L'Ordre doit rester l'interlocuteur privilégié de l'avocat. Celui-ci doit trouver en son sein un personnel qualifié qui l'aidera à connaître et à respecter ses obligations sociales et fiscales.
Il doit pouvoir aussi être accompagné pour rechercher un partenariat interne ou externe, trouver une offre de collaboration, préparer une cession, ou même trouver un diagnostic de compétence et une offre d' "out placement " s'il le souhaite. Ces systèmes existent mais doivent être développés ou pérénisés.Je m'engage à souscrire des conventions avec des partenaires extérieurs pour aider à la mise en place d'une autre activité pour les confrères qui le souhaiteraient.

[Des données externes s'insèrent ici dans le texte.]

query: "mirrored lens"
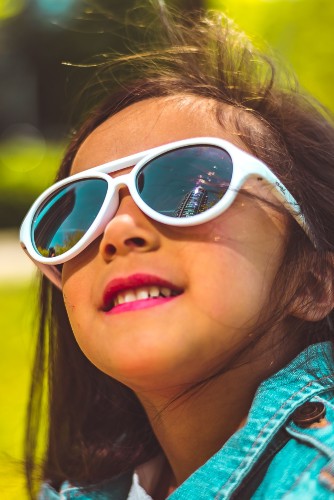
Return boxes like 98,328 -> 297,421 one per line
32,178 -> 108,257
136,145 -> 233,218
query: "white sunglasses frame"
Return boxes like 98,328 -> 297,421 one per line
20,136 -> 311,289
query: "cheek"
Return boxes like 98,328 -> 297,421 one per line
62,282 -> 108,372
62,265 -> 96,336
62,287 -> 84,343
187,248 -> 265,326
180,219 -> 285,325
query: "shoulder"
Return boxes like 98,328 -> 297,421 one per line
253,393 -> 334,499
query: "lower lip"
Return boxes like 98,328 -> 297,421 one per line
104,296 -> 179,315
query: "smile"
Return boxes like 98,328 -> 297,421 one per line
101,273 -> 183,313
112,286 -> 179,307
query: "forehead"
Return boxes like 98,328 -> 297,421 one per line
71,96 -> 248,174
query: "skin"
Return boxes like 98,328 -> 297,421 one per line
62,95 -> 301,487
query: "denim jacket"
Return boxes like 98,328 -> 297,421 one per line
40,342 -> 334,499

Loin de négliger le combat pour une rémunération correcte de l'aide juridictionnelle et une rémunération décente des contrats de protection juridique, nous devons approfondir notre réflexion sur nos honoraires et ne pas avoir peur de nous exprimer sur le cout réel d'un cabinet.
L'AVOCAT ET SA COMPETENCE
Je crois enfin, que l'entretien et le développement de nos compétences est l'enjeu majeur de notre devenir tant individuel que commun.
L'Ordre doit être présent pour accompagner l'avocat à étendre, à valoriser ses compétences .Il m'apparaît nécessaire que les membres du conseil de l'Ordre suivent une formation à la conduite de projets
Je m'engage, à proposer au CRFPA la création de nouvelles formations. Il faut rendre l'avocat entrepreneur de soi-même, faire un travail sur les champs de compétence et leur re-définition,aider les confrères qui le souhaitent à passer une spécialisation ou à créer un site WEB...
Je m'engage à créer au sein du conseil de l'Ordre une cellule dont ce sera la seule responsabilité.
Ce que j'espère
Nous sommes passés de 6 000 avocats en France en 1960 à près de 50 000 en 2009, nous avons à juste titre refusé le « numerus clausus", mais maintenant il faut que nous puissions tous vivre correctement de notre travail et de notre passion.
Ce qui fait la force de notre profession c'est son histoire, ses valeurs, sa capacité à prendre son destin en main; sa faiblesse, son individualisme, son appétence pour la contradiction systématique et l'éparpillement de ses représentations .
Les enjeux sont forts. Ils exigent de l'engagement, de la conviction et une expérience. Ils supposent également une écoute, une disponibilité et une attention pour chacun des confrères. Alors oui, je m'engage pour réussir ce challenge et devenir votre capitaine,votre bâtonnier.